The basal ganglia are typically affected first. As the disease progresses, lesions spread to the upper brainstem, then to the lower brainstem. On imaging, these lesions appear as bright spots reflecting sponge-like tissue changes and tiny cavities where cells have died. This pattern is so characteristic that it serves as one of the core diagnostic criteria for the disease, alongside progressive neurological decline and elevated lactate.
This explains the symptoms families see. Infants typically develop normally at first, reaching early milestones like holding up their head. Then, usually between 3 months and 2 years of age, they begin losing those abilities. Difficulty swallowing, low muscle tone, poor reflexes, seizures, and chronic irritability reflect the progressive destruction of these deep brain structures.
The Genetic Roots
Leigh syndrome can arise from mutations in either nuclear DNA or mitochondrial DNA, which makes it genetically complex. Pathogenic variants in at least 98 different nuclear genes have been linked to the condition, inherited through autosomal recessive, autosomal dominant, or X-linked patterns. On the mitochondrial side, the MT-ATP6 gene accounts for roughly 40% of mitochondrial DNA cases, with the m.8993T>G variant being one of the most common.
This genetic diversity is why the disease can look so different from one patient to another. Some mutations knock out Complex I, others cripple Complex IV assembly, and still others disrupt the pyruvate dehydrogenase complex, which feeds fuel into the mitochondrial energy cycle in the first place. The specific mutation influences which tissues are most affected, how quickly the disease progresses, and how severe it becomes. Infants with onset before 6 months face much worse outcomes: in one large study, 40% of early-onset patients had died by the time of analysis, compared to 14% of those whose symptoms began after 6 months. All patients with neonatal onset were either deceased or bedridden, and 80% of those with onset between 1 and 5 months reached the same outcome.

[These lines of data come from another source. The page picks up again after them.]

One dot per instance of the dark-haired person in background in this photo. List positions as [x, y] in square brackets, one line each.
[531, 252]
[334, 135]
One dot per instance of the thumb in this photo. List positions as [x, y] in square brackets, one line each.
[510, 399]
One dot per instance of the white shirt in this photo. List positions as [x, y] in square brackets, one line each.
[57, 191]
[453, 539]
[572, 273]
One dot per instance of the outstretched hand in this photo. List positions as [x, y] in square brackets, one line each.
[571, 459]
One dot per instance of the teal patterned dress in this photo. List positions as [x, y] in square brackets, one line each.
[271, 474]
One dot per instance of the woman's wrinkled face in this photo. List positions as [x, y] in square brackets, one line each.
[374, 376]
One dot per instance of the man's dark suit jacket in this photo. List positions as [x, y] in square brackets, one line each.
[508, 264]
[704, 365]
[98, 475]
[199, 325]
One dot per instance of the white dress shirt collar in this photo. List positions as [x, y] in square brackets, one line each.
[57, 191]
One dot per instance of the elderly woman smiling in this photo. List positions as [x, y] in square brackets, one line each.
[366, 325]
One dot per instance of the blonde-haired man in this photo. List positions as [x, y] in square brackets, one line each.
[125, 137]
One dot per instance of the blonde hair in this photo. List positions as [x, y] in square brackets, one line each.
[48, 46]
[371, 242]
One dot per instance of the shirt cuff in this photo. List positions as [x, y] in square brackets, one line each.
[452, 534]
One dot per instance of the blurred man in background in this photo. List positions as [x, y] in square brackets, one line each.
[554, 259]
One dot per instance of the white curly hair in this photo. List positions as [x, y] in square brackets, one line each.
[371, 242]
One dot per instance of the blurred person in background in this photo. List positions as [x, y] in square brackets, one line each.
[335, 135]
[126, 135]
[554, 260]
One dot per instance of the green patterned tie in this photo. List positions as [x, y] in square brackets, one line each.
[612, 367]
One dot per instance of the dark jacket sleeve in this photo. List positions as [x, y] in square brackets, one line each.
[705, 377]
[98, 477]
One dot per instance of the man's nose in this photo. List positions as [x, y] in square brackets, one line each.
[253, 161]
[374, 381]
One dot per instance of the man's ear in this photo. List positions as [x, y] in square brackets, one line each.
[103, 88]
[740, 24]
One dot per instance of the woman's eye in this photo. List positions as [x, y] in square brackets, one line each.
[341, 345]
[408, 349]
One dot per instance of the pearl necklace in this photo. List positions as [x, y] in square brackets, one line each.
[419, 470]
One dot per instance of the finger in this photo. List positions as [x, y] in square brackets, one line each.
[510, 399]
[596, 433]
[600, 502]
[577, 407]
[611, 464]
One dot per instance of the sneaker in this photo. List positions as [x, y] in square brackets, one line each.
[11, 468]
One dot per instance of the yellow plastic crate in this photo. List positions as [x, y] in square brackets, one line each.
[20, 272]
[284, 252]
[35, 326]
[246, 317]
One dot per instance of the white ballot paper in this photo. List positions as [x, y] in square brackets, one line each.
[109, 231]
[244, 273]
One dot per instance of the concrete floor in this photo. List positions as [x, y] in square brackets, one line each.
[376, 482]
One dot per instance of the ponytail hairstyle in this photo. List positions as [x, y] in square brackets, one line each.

How Current Treatments Target the Mitochondria
There is no cure for Leigh syndrome, but management focuses on supporting whatever mitochondrial function remains and reducing the damage from the dysfunction. The core approach involves a combination of supplements aimed at different parts of the energy production chain.
Coenzyme Q10 (in its more absorbable form, ubiquinol) is central to most treatment regimens. It shuttles electrons between Complexes I, II, and III, so supplementing it can help compensate for partial blockages. It also functions as an antioxidant, helping neutralize the excess ROS that damage brain cells. Riboflavin (vitamin B2) supports Complex I assembly and provides building blocks for a molecule used by Complex II, making it particularly relevant when those complexes are impaired. Thiamine (vitamin B1) targets the pyruvate dehydrogenase complex, the enzyme that converts pyruvate into fuel for the mitochondrial energy cycle.
These supplements are typically combined with additional antioxidants like vitamin E or alpha-lipoic acid to combat oxidative stress. L-arginine has shown benefit specifically for metabolic strokes, a dangerous complication where energy failure causes stroke-like brain damage. Recent long-term data suggest it may improve survival when used in these acute episodes. None of these interventions fix the underlying genetic defect, but they aim to squeeze more function from damaged mitochondria and protect vulnerable tissues from further harm.